The prophet Haggai asked the people of God this searching question: “is it time for you, O ye, to dwell in your cieled houses, and this house lie waste?” The house to which he was referring was the temple in Jerusalem. The temple which the scribe Ezra, and the cupbearer Nemiah had endeavored (by God’s help) to rebuild. Haggai saw the waste and destruction of God's house and challenged the people. The people had built cieled houses for themselves. Comfortable, safe, convenient, affluent homes to dwell in. While God’s house lay ruined. A cieled house was an extravagant house. It would have had paneling and covering. Proof that the people had money left over to give. Time left over to sacrifice, and energy left over to serve. Yet they spent all this on a covering for a covering. On coating and finishing for their four walls, while God’s house had no walls. The destruction of God’s house should have shocked them into action, but they passed by unconcerned, while decorating their own homes. The destruction of God’s house should shock us into action; however, the comfort of a cieled house cradles us in apathy. How can we sit at ease when the world around us cries out for the gospel? How can we dwell in fatness, when multitudes are starving for truth? Is it not the ones that live around us with whom God wants to dwell? Should we eat, drink, and be merry while the world burns? Can you face God honestly after spending your life at play? Heaping up treasures, comforts, and safety nets for your safety nets, while the Lord’s house lies in ruin? It is not brick and mortar that must receive our work, but men and women. The people around us who need the restorative power of Christ in their lives. Let us receive the exhortation of the prophet. Rise and work! Ministry is messy. It’s the life of a miner. Descending into the darkness each day to hammer against the hardest stone of sin and wickedness; praying that amidst all the filth and dust there lies a precious jewel. Ministry is a risky endeavor. It is an uncomfortable task. Yet, those who choose to follow Christ sign up for suffering. “For our light affliction, which is but for a moment, worketh for us a far more exceeding and eternal weight of glory; While we look not at the things which are seen, but at the things which are not seen: for the things which are seen are temporal; but the things which are not seen are eternal.” (2 Cor 4:17-18)

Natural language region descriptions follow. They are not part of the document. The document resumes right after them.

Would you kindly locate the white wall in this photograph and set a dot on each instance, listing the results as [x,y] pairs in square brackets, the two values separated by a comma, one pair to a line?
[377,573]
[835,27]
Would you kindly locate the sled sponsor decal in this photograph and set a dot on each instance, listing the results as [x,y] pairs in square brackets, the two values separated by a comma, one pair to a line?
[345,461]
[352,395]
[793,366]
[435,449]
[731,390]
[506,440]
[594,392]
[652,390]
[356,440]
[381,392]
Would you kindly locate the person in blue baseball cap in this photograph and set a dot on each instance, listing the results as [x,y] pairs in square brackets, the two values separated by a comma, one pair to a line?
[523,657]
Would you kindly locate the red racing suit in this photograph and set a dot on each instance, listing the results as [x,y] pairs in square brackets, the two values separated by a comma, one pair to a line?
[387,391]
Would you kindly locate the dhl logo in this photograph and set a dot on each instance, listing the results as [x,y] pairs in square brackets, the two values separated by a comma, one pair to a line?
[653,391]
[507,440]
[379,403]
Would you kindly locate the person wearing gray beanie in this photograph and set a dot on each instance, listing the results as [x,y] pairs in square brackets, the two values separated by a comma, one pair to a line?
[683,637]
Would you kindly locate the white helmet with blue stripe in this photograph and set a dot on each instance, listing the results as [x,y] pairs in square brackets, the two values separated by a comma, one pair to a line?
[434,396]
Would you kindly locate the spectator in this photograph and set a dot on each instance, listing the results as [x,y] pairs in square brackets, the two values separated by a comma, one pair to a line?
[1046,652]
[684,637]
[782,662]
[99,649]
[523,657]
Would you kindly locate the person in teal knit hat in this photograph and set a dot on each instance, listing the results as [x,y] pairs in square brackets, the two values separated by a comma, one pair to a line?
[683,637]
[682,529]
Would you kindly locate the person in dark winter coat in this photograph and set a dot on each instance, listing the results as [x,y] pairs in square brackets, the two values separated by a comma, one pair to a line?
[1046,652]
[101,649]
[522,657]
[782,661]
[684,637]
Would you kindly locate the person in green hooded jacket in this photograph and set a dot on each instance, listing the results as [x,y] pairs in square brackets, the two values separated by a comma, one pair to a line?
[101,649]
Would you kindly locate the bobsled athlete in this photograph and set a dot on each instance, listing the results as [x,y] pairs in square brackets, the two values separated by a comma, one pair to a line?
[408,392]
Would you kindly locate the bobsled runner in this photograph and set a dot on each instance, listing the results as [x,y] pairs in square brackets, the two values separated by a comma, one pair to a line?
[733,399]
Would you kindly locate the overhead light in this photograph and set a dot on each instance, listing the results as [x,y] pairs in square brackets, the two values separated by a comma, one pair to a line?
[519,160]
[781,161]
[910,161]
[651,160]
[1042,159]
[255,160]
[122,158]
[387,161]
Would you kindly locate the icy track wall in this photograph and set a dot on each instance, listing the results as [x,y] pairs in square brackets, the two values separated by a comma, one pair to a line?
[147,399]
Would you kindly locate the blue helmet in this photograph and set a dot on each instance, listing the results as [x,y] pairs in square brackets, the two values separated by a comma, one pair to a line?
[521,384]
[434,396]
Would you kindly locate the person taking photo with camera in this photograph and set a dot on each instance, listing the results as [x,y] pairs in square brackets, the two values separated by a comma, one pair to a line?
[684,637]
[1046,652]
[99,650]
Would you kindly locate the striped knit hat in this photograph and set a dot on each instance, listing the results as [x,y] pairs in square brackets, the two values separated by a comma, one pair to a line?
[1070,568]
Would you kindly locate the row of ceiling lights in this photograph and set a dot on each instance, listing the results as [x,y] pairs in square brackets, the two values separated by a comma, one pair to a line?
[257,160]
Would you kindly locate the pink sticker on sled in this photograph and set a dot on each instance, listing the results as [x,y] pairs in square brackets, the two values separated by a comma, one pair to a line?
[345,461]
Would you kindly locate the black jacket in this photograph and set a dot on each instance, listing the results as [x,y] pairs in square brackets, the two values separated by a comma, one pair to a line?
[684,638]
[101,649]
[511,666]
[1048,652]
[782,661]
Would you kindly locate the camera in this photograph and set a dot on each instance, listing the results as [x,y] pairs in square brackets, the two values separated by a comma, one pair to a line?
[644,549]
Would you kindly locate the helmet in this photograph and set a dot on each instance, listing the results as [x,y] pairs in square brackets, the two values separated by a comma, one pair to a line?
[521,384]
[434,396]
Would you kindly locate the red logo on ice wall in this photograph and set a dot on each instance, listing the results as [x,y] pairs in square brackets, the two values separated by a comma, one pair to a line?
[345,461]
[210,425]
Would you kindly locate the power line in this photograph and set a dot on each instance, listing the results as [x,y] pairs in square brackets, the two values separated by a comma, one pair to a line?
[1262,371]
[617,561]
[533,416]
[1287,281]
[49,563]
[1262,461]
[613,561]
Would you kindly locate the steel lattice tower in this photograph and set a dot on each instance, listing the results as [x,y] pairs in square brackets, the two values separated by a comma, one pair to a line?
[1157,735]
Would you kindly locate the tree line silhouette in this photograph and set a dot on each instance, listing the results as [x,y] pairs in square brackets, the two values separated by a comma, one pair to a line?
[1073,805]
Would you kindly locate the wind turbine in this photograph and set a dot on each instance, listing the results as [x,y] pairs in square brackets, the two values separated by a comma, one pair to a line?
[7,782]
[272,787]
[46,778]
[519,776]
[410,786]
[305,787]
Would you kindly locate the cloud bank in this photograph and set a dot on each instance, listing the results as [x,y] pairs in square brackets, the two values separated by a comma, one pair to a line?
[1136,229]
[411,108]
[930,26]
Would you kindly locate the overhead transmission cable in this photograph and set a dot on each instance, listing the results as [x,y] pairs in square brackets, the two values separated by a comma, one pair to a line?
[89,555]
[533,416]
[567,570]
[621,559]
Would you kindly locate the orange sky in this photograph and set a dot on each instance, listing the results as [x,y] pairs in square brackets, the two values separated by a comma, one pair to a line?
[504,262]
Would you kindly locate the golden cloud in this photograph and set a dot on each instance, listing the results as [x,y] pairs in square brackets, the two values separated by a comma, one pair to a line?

Our mission has taken us to the front lines of the battlefield, where excess is abhorred. No soldier would hold on to double rations while his brother starved. No medic would hold back life saving medicine, from the wounded and dying. We dare not stay home, while the rest of our brothers and sisters die on foreign lands, in foreign fields. For how can we dwell in cieled houses, and call ourselves disciples?